JRay - 10, 9 and 7 should be fine for a GSD. If you had said they were 4, 2 and 1 I might have recommended that you hold off, although my 2 kids grew up with a 100 pound Samoyed from the time they were born. 

As for skin issues - GSD's are known to sometimes have problems with their skin/allergies. It's like hip dysplasia, it kind of comes with the breed, so I think it's genetic. We have switched his food to fish based protein, as the chicken based chow we were feeding him seemed to really set it off. He is definitely better, although he still scratches more than normal and his skin hasn't cleared up entirely. Honestly, on a scale of 1-10 I would say our concern is about a 2 - it does bug him a little, but it's not like he's constantly scratching or has any hot spots.

No worries on his intelligence - he's plenty smart and had no problem learning basic obedience, but then the GSD is a smart breed so any quality breeder should be able to provide you with an intelligent and trainable dog.

One word of warning, I have had a couple of GSD's and I would say that, as a puppy, my current dog was definitely the most active. He basically had two settings, top speed and asleep.

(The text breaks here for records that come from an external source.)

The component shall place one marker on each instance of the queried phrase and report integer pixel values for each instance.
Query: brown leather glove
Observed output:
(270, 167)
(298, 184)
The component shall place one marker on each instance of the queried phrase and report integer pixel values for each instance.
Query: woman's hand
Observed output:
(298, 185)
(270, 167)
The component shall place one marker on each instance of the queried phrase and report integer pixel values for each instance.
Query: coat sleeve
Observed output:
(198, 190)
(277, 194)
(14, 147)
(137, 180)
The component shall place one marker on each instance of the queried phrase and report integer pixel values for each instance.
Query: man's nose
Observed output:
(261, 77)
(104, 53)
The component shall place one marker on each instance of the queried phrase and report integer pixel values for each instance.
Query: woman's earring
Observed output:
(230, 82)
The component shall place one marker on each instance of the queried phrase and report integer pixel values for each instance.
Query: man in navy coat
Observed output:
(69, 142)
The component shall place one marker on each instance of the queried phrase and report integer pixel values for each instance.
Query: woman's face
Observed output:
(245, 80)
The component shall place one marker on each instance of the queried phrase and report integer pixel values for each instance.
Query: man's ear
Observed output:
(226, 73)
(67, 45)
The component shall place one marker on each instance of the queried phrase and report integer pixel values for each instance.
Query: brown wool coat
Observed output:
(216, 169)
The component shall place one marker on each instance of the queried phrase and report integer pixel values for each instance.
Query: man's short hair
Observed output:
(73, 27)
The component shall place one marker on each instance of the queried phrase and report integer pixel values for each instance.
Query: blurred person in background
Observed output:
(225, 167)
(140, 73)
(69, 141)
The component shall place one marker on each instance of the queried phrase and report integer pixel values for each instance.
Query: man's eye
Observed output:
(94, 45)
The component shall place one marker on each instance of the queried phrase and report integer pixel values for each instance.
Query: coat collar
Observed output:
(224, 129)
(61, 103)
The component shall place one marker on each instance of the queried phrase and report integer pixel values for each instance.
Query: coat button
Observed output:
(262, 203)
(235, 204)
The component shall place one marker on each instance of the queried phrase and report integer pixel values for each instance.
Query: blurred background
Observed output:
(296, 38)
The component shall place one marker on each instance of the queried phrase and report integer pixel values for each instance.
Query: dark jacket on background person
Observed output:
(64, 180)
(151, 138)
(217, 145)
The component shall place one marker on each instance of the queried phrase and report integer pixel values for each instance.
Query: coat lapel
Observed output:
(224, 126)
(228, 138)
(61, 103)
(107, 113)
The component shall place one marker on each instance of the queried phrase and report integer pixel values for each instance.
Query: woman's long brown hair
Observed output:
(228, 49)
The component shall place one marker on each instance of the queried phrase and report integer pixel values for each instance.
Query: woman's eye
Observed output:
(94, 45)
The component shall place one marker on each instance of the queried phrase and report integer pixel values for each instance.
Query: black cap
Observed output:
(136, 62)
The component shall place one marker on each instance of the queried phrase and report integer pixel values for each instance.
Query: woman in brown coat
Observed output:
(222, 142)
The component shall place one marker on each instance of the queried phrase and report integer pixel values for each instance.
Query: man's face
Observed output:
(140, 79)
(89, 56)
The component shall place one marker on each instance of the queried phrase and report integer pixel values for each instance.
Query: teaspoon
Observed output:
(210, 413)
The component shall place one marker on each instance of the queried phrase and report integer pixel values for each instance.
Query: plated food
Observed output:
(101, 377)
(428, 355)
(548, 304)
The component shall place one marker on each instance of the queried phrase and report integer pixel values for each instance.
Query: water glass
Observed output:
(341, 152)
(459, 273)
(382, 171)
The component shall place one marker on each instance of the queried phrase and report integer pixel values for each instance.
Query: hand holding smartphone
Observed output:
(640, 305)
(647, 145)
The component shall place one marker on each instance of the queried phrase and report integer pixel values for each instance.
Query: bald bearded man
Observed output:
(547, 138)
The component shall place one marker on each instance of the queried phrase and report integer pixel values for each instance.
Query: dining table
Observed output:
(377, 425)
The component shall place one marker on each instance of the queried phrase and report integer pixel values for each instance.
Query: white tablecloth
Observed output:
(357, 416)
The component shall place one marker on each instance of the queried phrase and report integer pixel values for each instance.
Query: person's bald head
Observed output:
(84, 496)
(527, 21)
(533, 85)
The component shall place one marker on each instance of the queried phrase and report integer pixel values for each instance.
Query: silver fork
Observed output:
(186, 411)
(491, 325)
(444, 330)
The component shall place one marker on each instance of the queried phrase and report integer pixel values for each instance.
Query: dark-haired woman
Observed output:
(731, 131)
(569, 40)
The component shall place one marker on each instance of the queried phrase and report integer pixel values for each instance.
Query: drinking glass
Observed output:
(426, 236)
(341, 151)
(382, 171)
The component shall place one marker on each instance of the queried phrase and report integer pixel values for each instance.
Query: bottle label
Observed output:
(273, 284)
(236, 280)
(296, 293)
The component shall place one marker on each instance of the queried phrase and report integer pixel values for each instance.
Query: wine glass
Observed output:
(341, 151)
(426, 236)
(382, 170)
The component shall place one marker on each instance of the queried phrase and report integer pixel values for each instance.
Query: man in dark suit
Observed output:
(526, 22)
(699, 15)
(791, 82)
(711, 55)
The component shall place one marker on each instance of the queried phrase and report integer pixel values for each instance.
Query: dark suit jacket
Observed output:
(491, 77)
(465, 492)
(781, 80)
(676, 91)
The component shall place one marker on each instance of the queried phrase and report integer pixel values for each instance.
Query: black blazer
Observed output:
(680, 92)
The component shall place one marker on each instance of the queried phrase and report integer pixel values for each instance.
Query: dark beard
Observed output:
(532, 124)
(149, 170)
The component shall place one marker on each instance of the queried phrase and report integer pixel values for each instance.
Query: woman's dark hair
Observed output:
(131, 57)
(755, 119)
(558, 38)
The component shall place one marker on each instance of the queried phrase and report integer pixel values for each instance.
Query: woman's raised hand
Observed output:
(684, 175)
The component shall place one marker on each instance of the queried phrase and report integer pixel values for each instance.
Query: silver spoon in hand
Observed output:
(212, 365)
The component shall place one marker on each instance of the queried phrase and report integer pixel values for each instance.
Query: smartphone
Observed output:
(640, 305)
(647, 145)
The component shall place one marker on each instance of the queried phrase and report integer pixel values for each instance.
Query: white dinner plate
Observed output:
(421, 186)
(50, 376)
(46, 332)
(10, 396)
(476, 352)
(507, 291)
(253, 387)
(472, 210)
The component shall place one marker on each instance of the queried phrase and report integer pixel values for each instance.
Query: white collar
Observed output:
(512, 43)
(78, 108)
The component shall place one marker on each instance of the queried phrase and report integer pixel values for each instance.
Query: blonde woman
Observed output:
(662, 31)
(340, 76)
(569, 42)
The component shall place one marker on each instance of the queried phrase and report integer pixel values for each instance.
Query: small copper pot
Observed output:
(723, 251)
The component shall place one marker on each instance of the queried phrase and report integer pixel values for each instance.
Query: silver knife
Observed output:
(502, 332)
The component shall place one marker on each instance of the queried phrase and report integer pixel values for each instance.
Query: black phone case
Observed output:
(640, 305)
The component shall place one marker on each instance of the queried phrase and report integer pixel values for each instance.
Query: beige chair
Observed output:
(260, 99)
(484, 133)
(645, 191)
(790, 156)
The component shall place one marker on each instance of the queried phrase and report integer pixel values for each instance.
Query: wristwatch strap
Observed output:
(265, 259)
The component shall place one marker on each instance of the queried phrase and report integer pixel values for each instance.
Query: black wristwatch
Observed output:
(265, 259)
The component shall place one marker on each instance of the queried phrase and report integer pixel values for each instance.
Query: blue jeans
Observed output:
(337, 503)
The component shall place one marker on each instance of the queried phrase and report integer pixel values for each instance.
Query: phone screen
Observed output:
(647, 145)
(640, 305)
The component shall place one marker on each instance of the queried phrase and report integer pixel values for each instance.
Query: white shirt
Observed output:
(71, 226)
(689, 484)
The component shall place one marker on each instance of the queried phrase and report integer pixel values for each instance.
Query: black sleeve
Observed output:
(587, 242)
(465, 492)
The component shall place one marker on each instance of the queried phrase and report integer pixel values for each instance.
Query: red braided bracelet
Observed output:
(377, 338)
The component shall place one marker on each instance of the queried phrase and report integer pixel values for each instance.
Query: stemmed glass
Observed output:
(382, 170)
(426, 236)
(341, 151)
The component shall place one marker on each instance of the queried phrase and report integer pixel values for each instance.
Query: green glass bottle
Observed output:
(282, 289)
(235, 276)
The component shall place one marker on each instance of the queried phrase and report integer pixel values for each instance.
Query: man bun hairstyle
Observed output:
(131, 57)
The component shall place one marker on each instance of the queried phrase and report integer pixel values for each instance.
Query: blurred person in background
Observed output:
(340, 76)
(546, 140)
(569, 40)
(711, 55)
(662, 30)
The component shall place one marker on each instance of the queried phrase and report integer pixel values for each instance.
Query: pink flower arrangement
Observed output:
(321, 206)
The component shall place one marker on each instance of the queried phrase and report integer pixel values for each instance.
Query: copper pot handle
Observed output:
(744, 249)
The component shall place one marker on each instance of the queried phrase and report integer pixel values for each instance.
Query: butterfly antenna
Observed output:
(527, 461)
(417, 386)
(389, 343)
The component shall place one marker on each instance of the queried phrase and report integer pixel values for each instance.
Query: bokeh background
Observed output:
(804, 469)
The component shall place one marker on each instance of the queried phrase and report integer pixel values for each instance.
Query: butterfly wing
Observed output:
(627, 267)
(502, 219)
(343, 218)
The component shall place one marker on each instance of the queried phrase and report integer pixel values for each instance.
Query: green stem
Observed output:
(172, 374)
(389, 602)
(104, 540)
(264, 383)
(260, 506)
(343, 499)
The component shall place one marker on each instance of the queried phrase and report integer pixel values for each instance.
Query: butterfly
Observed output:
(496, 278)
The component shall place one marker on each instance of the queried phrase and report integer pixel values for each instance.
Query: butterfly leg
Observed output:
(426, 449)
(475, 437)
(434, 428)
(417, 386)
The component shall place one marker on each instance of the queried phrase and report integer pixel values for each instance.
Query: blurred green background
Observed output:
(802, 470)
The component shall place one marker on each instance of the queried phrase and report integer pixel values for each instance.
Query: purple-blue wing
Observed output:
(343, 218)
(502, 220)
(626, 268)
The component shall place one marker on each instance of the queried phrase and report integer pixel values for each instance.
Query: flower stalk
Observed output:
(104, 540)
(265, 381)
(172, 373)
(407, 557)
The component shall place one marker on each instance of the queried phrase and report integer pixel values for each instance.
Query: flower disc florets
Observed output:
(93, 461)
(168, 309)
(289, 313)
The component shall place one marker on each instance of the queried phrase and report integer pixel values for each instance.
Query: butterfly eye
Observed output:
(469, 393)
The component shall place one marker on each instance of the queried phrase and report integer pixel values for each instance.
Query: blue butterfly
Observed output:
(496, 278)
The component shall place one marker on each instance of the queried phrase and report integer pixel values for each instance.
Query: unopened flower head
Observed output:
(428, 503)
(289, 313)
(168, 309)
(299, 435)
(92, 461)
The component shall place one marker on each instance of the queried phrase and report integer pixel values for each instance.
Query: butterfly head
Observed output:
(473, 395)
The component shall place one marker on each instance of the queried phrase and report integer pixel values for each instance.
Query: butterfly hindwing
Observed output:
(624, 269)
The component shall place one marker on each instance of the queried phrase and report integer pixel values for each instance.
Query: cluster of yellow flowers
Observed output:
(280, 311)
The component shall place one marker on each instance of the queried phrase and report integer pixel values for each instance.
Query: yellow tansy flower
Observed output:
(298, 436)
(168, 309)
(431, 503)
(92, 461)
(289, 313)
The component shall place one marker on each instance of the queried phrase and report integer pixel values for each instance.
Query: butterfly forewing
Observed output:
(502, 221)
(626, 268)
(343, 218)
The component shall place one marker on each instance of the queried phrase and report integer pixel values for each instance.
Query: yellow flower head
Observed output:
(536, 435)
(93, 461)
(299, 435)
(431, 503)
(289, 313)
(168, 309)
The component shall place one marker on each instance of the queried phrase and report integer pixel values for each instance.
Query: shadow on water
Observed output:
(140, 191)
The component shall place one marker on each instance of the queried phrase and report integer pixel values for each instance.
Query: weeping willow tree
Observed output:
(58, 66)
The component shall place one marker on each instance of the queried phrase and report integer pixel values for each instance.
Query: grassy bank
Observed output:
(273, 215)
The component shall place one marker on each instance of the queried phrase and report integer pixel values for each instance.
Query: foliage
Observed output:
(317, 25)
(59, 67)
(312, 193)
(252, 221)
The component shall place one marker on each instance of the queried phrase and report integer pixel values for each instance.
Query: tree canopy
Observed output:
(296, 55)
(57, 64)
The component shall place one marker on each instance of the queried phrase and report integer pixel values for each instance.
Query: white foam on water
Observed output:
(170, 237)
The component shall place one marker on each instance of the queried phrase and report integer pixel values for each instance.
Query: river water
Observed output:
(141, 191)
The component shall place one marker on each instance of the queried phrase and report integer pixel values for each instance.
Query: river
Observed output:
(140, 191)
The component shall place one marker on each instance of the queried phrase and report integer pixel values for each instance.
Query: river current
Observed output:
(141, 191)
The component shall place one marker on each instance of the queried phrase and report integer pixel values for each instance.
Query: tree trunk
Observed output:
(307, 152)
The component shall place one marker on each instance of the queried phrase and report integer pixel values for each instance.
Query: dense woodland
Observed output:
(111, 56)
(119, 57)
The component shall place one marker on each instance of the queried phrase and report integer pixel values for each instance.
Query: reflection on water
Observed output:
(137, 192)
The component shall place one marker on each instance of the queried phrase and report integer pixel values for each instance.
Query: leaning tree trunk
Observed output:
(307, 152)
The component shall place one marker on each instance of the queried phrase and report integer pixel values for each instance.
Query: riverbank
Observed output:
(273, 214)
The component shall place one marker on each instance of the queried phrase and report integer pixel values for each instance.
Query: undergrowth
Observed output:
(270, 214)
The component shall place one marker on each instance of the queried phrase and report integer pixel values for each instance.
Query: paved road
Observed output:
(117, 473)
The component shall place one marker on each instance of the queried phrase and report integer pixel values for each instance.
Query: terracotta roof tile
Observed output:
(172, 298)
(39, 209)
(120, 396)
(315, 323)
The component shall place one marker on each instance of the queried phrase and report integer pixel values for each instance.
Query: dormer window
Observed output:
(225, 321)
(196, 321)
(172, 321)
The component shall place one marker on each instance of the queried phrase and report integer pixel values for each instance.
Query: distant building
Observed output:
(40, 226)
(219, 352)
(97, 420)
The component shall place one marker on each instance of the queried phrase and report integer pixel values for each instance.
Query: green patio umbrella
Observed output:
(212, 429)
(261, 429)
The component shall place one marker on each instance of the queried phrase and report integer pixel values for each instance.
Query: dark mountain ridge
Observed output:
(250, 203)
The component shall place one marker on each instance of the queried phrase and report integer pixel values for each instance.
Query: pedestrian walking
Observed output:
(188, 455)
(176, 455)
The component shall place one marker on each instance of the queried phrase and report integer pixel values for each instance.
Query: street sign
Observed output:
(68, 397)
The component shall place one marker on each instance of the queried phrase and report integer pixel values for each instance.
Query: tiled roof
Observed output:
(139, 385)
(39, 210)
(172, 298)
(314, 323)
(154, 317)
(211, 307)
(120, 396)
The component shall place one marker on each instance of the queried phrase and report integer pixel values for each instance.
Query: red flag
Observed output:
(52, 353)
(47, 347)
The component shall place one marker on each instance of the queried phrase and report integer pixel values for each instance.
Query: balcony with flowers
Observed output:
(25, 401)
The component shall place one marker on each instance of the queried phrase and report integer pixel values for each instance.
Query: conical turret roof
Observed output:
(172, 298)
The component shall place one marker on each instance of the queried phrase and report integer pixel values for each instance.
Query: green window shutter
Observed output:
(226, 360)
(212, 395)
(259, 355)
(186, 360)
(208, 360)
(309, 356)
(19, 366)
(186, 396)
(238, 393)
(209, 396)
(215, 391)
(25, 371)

He started calming down at about 18 months, but before then if he was awake he basically wanted to be playing/interacting with me, my wife or our other dog. I work from home, so I'm always around. Not sure if he would have done well if left alone for 8-10 hours a day.


----------



## Jax08 (Feb 13, 2009)

Go to
germanshepherddog.com
---Events/Clubs

There are several trials coming up in June. Many clubs. Go visit the clubs and watch the dogs. You'll find what you like


----------



## John C. (Mar 6, 2013)

Abby kennels is another good recommendation. I've met the owner/breeder who is pretty well known in schutzhund circles, as well as a couple of their dogs. This is a working line kennel and the two adult dogs I've seen were serious schutzhund dogs. Very solid temperaments and tons of drive. However, most litters have a range of puppies, so I'm sure that if you talked to the breeder he could help you pick a puppy with lower drives that would not be a top sport prospect but that would be perfect for an active family.


----------



## JRay (May 31, 2016)

*GSD Breeders in NEast*

Has anyone heard or had experience with the breeder - Seelnvoll German Shepherds? They are a small breeder, high up in Maine (Penobscot region) and seem to breed selectively throughout the year. The folks seem knowledgeable and their dogs types and temperament seem to be a good fit but wanted to see if anyone had any input.

Thanks in advance.


----------



## JRay (May 31, 2016)

LoveEcho said:


> I think you can do better than Seelenvoll, especially for what they're charging. For that amount of money, I want to see the breeder working and titling their own dogs.
> 
> I have a dog from Abby Kennels in MA and she's just about the best dog I could ever have asked for. I had purchased her from a very specific litter with the hopes of doing IPO, but life had other plans and she's now an active family pet (and mountain climber extraordinaire). Rock solid temperament, fantastic drive with equally fantastic off switch, and zero health issues. I've met a few dogs from Kevin that I've really liked.
> 
> That being said, there are a wealth of good breeders in the greater NE area- it might be worth going to visit some clubs and meeting some dogs to see what you like. WL GSD's aren't for everyone, if you've never had one before- I'd recommend going out and meeting as many dogs as possible and seeing what kind of personality meshes with your family, especially if you've got kids. Luckily we're heading into the summer and there are doggie events galore to go check out.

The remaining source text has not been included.